I’m only peripherally aware of Gnostic beliefs, but I’ve never heard the ‘evil God’ idea in the little I’ve read of their doctrine. Is this a modern aberration or something that’s been attached to Gnostic Christianity from the beginning?
But Christian doctrine seems to suggest that not all, perhaps not even very much, of the evil we produce is consciously done. “Forgive them Father for they know not what they do.” I suspect psychology supports orthodoxy, we’re well known for creating subconscious excuses/reasons for the evil we commit. The fact that we create excuses suggests knowledge on subconscious levels of right-wrong differences that are largely blocked from full consciousness.
Most competition to survive and thrive–depending of course on how this would be defined–can be done without committing evil, again depending on how evil is defined. This proposition is questionable if not problematic.
A religion that posits an evil God but hopes that a better God exists–but calls itself “Christian”–sounds pretty screwed up, frankly. Doesn’t this just mean you’re an agnostic?
No. This doesn’t get past the logical stage to even make it to theology. I suggest that goods and evils are effects, not causes. Good derives from the true (truth is logically higher and prior to good according to at least Aquinas, maybe others) and evil from the false.
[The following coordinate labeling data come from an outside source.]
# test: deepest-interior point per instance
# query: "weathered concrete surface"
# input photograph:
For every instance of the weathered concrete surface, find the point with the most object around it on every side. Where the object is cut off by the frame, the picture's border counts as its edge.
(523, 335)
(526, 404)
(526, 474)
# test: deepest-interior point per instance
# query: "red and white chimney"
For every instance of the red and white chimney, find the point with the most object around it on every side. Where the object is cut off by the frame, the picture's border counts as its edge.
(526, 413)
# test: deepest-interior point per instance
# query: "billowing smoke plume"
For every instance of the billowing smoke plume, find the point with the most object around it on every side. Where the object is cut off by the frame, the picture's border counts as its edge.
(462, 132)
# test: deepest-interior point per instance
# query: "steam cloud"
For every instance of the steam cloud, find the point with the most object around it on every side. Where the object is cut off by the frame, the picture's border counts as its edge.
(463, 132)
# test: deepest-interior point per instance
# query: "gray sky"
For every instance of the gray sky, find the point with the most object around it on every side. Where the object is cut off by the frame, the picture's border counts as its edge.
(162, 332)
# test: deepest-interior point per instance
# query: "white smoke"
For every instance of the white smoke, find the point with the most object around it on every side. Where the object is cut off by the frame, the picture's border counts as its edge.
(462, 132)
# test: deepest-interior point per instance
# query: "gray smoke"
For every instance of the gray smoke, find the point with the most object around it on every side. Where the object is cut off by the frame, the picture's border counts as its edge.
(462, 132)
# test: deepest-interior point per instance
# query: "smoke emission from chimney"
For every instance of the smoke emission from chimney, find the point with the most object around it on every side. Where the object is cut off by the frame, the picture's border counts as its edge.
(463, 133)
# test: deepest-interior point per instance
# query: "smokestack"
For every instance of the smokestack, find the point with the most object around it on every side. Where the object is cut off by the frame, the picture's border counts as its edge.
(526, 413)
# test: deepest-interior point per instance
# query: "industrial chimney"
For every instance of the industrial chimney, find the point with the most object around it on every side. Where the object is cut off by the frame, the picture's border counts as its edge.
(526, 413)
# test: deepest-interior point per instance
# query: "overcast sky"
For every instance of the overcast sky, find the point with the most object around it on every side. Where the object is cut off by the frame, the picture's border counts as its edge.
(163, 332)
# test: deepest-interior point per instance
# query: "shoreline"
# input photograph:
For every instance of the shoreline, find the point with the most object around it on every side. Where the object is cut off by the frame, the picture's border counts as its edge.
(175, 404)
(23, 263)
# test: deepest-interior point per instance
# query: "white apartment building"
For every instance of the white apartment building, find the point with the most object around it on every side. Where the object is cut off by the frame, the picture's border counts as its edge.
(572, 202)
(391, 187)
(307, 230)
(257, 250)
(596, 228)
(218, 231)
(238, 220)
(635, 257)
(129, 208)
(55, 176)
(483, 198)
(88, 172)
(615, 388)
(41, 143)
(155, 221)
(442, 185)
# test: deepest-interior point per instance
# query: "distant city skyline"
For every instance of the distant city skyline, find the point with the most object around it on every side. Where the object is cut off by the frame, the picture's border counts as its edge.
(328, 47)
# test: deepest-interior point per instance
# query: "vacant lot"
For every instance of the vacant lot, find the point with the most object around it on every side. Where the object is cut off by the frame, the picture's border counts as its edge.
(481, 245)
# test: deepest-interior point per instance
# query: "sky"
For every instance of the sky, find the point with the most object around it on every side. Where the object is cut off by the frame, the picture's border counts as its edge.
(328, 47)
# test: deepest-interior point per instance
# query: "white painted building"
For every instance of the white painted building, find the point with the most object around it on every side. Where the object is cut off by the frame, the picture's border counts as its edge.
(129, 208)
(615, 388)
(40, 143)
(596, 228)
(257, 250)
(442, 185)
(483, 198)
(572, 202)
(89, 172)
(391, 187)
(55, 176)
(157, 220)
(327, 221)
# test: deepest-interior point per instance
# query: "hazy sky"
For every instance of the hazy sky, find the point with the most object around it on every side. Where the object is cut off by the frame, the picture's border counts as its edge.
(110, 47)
Each possesses a dynamic that produces its effects. The power of truth is of organization, union, harmony, perfection [goods]. That of falsity is disorganization, opposition, discord, chaos [evils]. Left unchecked by truth, the false would run a course toward implosion, decimation and eternal death. If seems to follow that the idea of a primarily evil God and universe is incoherent. The Christian Universalist position–that existents are fragmentally falsified in a primarily true universe seems much more coherent. Well, it’s my position, anyway until the rest of Christian Universalists come to recognize it as a predominantly superior doctrine.